A blown fuse is the result of the fuse interrupting excessive current so that further damage by overheating or fire is prevented. Overcurrent protection devices are essential in electrical systems to limit threats to human life and property damage. The time and current operating characteristics of fuses are chosen to provide adequate protection without needless interruption.
Slow-blow fuses for example, are designed to allow harmless short term currents over their rating while still interrupting a sustained overload. A self-resetting fuse automatically restores the circuit after the overload has cleared. Such fuses are typically seen in aerospace or nuclear applications where it may be physically impossible to replace a blown fuse.
A slow-blow fuse finds application in electric motor protection, where inrush currents of up to ten times the normal operating current are experienced every time the motor is started from a dead stop. A fast-blowing fuse in such an application would never allow the motor to start as normal inrush current levels would immediately blow the fuse. A slow-blow fuse features a fuse element with more mass, but not more amp capacity than an equivalent fast-blow fuse, meaning it has more resistance, which allows it to slowly heat up for a given amount of current.
Glass cartridge type fuses are commonly used in the professional entertainment world. Fuses are rated in amps, which is the primary measurement used to determine current. Although fuse operation depends on the self-generation of heat under conditions of excessive current by means of the fuse’s own electrical resistance, they are engineered to contribute a negligible amount of extra resistance to the circuits they protect. This is largely accomplished by making the fuse wire as short as practically possible; a fuse wire of a given material and gauge will blow at a predetermined current, regardless of its length. The melted ends of the once-continuous wire will be separated by a gap, with full supply voltage between the ends. If the fuse isn’t made long enough on a high-voltage circuit, a spark may be able to jump from one of the melted wire ends to the other, completing the circuit again, and causing additional unwanted damage.

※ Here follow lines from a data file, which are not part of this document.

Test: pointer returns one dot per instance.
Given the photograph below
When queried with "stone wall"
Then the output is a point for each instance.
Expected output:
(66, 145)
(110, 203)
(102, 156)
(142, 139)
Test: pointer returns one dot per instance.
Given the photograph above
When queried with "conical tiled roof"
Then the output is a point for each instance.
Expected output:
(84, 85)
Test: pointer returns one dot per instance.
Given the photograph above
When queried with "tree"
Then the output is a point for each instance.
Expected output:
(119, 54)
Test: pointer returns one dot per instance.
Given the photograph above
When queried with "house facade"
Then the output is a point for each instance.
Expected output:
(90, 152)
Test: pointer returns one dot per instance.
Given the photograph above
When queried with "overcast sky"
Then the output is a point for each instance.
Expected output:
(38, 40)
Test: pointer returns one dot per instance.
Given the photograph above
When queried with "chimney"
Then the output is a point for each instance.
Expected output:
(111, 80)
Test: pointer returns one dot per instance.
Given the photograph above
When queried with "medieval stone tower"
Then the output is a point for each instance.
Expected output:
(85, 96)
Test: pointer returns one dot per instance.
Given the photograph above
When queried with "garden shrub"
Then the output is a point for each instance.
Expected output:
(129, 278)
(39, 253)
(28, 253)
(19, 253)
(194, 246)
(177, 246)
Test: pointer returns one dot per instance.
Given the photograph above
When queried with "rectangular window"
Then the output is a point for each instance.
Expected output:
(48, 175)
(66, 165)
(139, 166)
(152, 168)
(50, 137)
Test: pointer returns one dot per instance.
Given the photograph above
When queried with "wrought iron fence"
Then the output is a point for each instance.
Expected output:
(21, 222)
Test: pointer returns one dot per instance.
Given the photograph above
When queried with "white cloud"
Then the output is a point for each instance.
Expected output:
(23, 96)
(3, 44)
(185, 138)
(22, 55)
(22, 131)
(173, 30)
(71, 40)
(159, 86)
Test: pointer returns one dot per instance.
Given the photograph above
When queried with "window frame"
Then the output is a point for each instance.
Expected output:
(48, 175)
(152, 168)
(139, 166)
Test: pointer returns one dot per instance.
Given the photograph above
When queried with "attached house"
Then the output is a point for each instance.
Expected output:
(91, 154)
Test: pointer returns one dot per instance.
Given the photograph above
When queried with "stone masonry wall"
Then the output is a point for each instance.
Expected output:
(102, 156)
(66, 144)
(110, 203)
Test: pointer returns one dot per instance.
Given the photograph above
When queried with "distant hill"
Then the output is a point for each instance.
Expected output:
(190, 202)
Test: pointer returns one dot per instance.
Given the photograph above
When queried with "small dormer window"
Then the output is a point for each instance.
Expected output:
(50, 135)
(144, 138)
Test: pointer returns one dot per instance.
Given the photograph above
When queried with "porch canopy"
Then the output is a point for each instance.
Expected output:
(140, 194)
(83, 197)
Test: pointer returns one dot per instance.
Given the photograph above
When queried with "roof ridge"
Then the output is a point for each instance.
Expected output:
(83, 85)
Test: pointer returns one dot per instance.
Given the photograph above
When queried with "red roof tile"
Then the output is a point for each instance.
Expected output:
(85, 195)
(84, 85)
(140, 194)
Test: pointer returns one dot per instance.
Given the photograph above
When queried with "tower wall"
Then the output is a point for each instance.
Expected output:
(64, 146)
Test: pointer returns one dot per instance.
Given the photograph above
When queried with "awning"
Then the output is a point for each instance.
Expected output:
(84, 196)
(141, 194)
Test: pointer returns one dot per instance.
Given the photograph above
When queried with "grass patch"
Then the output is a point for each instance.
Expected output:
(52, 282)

The Jands Service department often gets this question from customers, “Why did the fuse blow in my gear?” The answers are many: there may have been a nuisance trip; the fuse could have been damaged or weakened during transportation; or the inrush current was slightly greater than usual and blew the fuse. However, most likely there is a real fault with the equipment that needs to be addressed.
Before you attempt to replace a user accessible fuse, it is important to note what happened before the failure occurred: Did the device smoke? Were there sparks? Perhaps an undesirable noise was emitted at the time of the failure? Does the equipment have a burnt smell? If you answered “yes” to any of these questions, get the equipment checked by a qualified technician before trying to replace the fuse or restart the unit.
Fuses that are not user accessible are usually located inside a piece of equipment requiring a screwdriver or other tools to access, and should only be replaced by a qualified technician. These internal fuses almost certainly will blow when there is a serious problem. Replacing the fuse without checking the circuitry in this situation will cause more damage and additional expense at repair time.
Blown fuses should be replaced with the same type and rating of fuse. Failure to do so can make the equipment dangerous to operate; in the event of a ground fault, it could make the chassis ‘live’, which could prove fatal to the user.